We can construct the point (X,Y) in the way that:

<math>X \sim Norm(0,1)</math>

<math>Y \sim \alpha y' + \beta X</math>

<math>y' \sim Norm(0,1) </math>

We can easily calculate the expected value of X and Y:

<math> <X> = 0 </math>

<math> <Y> = \alpha<y'> + \beta<X> = 0 </math>

we can get <math> <X^2> = 1 </math> <math> <Y^2> = <Y^2> - <Y>^2 = \alpha^2 Var(y') + \beta^2 Var(X) = \alpha^2 + \beta^2 </math>

<math> <XY> = <X(\alpha y' + \beta X)> = \alpha<Xy'> + \beta<X^2> </math>

Since X and y' are independent, so

<math> <XY> = \alpha * 0 + \beta * 1 = \beta </math>

<math> r = \frac{C_{XY}}{\sqrt{C_{XX}C_{YY}}} = \frac{<XY> - <X><Y>}{\sqrt{(<X^2> - <X>^2)(<Y^2>-<Y>^2)}} = \frac{<XY>}{\sqrt{<X^2><Y^2>}} = \frac{\beta}{\sqrt{\alpha^2 + \beta^2}}</math>

Thus we get

<math> \frac{\alpha}{\beta} = \sqrt {\frac{1-r^2}{r^2}} </math>

Plug in the value r =0.3, we get

<math> \frac{\alpha}{\beta} = \sqrt {\frac{91}9} </math>

problem 2

Suppose that points in the (x,y) plane fall roughly on a 45-degree line between the points (0,0) and (10,10), but in a band of about width w (in these same units). What, roughly, is the linear correlation coefficient r?

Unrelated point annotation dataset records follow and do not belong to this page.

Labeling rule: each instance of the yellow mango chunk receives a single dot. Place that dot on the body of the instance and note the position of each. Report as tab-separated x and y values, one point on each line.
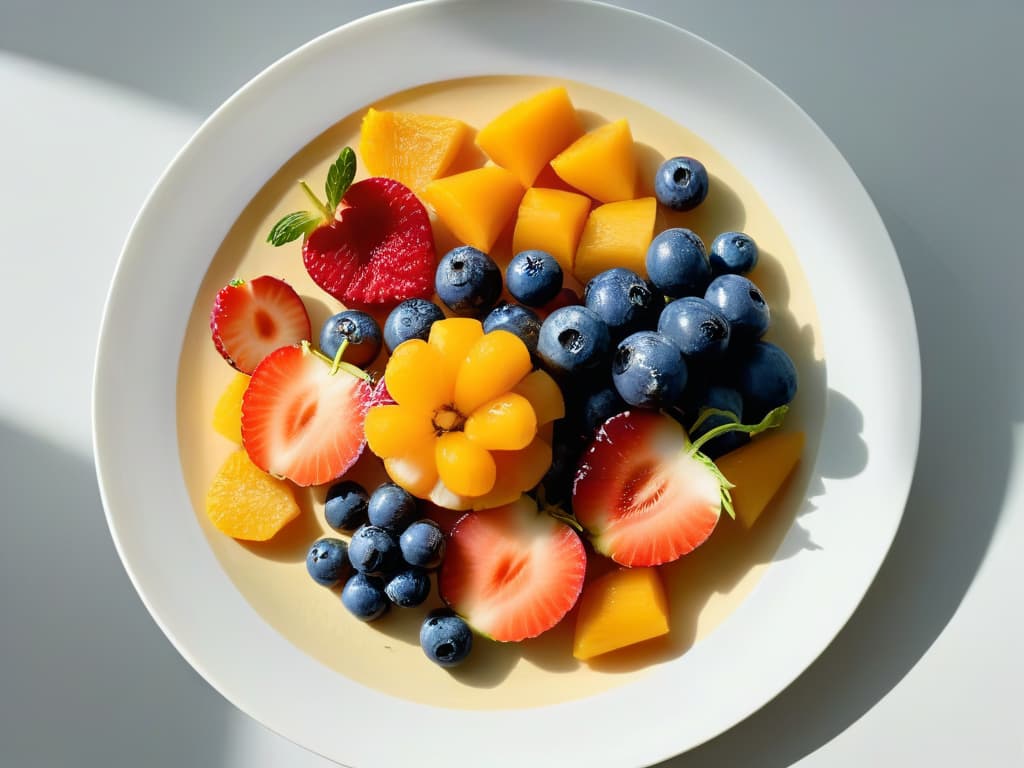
245	502
759	469
227	413
524	138
476	205
621	608
601	163
616	235
410	147
551	220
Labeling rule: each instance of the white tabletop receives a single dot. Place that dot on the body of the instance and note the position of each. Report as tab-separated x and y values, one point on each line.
924	100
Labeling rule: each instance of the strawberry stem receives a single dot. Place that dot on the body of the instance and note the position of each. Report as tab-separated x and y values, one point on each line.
328	213
773	419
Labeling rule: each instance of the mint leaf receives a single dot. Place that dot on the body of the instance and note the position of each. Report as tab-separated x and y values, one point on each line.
293	226
339	177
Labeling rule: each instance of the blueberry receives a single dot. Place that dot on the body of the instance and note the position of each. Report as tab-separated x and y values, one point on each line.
411	320
364	596
678	263
681	183
624	300
648	370
468	282
423	544
391	508
408	588
742	304
534	278
572	339
733	253
373	550
516	320
327	561
721	398
358	329
766	378
696	327
345	508
445	638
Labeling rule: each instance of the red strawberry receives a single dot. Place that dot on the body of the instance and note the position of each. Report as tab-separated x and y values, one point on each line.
252	318
512	572
379	250
302	422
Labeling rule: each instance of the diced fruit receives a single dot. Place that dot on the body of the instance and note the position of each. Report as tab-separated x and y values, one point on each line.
475	205
246	503
544	394
410	147
524	138
758	471
290	417
644	499
602	163
615	235
506	423
251	318
227	414
379	250
551	220
621	608
512	572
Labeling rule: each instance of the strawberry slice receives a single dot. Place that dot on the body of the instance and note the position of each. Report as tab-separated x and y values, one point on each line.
642	495
379	250
302	422
512	572
252	318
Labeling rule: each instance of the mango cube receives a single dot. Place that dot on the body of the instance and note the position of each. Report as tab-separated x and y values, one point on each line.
601	163
410	147
621	608
551	220
227	414
759	469
616	235
524	138
476	205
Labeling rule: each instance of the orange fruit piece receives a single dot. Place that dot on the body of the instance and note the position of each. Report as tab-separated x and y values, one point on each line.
616	235
506	423
410	147
551	220
245	502
525	137
463	466
475	205
227	413
759	469
494	365
621	608
601	163
544	395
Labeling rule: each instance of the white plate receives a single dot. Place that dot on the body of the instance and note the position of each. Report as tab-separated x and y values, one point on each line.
865	322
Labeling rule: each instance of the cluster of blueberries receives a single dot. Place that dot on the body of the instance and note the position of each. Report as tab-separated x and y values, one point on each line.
387	561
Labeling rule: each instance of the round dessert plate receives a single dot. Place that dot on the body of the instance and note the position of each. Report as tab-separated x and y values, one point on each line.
864	314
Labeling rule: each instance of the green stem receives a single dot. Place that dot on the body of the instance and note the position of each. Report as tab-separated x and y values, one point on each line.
773	419
328	213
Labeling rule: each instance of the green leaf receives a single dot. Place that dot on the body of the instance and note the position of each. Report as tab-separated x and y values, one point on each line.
339	177
293	226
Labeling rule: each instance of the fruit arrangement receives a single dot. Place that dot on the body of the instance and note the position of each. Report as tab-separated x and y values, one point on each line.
596	396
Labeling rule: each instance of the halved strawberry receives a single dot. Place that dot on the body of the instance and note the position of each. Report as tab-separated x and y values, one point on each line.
642	495
302	422
251	318
378	250
512	572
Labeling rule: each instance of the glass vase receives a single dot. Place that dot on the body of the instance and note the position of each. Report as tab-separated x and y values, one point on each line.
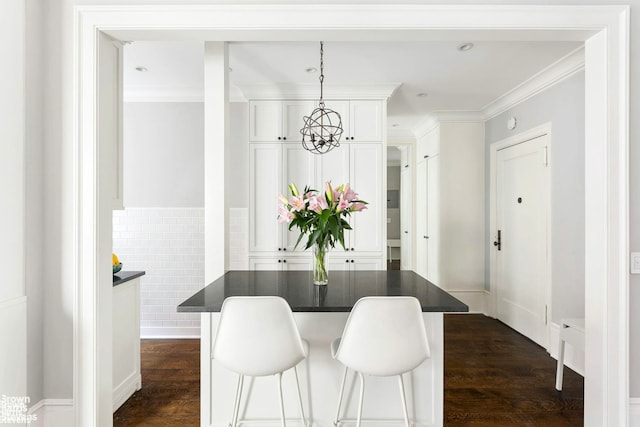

The point (x,y) satisfy the relation that:

<math> \begin{cases}

| x - y | \le \frac{\sqrt{2}w}2 \\ x, y \isin [0,10]

\end{cases} </math>

We can represent y as x in another way:

<math> y = x + \frac{\sqrt{2}w}2 * m, m \isin [-1,1] </math>, Here m is independent of x and y and we assume it's uniformly distributed, easy to see the mean and variance of m is 0, <math>\frac23</math>

Let mean and variance of X be <math> \mu_x, \sigma_x^2 </math>

Thus, the mean and variance of Y can be expressed as <math> \mu_x, \sigma_x^2 + \frac{w^2}3 </math>

The correlation coefficient

<math>r = \frac{<(X-\bar{X})(Y-\bar{Y})>}{\sqrt{<(X-\bar{X})^2>}\sqrt{<(Y-\bar{Y})^2>}} = \frac{<(X-\mu_x)(X+\frac{\sqrt{2}wm}2-\mu_x)>}{\sqrt{\sigma_x^2}*\sqrt{\sigma_x^2 + \frac{w^2}3}} = \frac{<(X-\mu_x)^2> + <\frac{\sqrt{2}wm}2><X-\mu_x>}{\sqrt{\sigma_x^2}*\sqrt{\sigma_x^2 + \frac{w^2}3}} = \sqrt{\frac{\sigma_x^2}{\sigma_x^2 + \frac{w^2}3}}</math>

Class activity

In group with Kai and Sean Trettel

For solutions see skilled problem 1 and thought problem 1.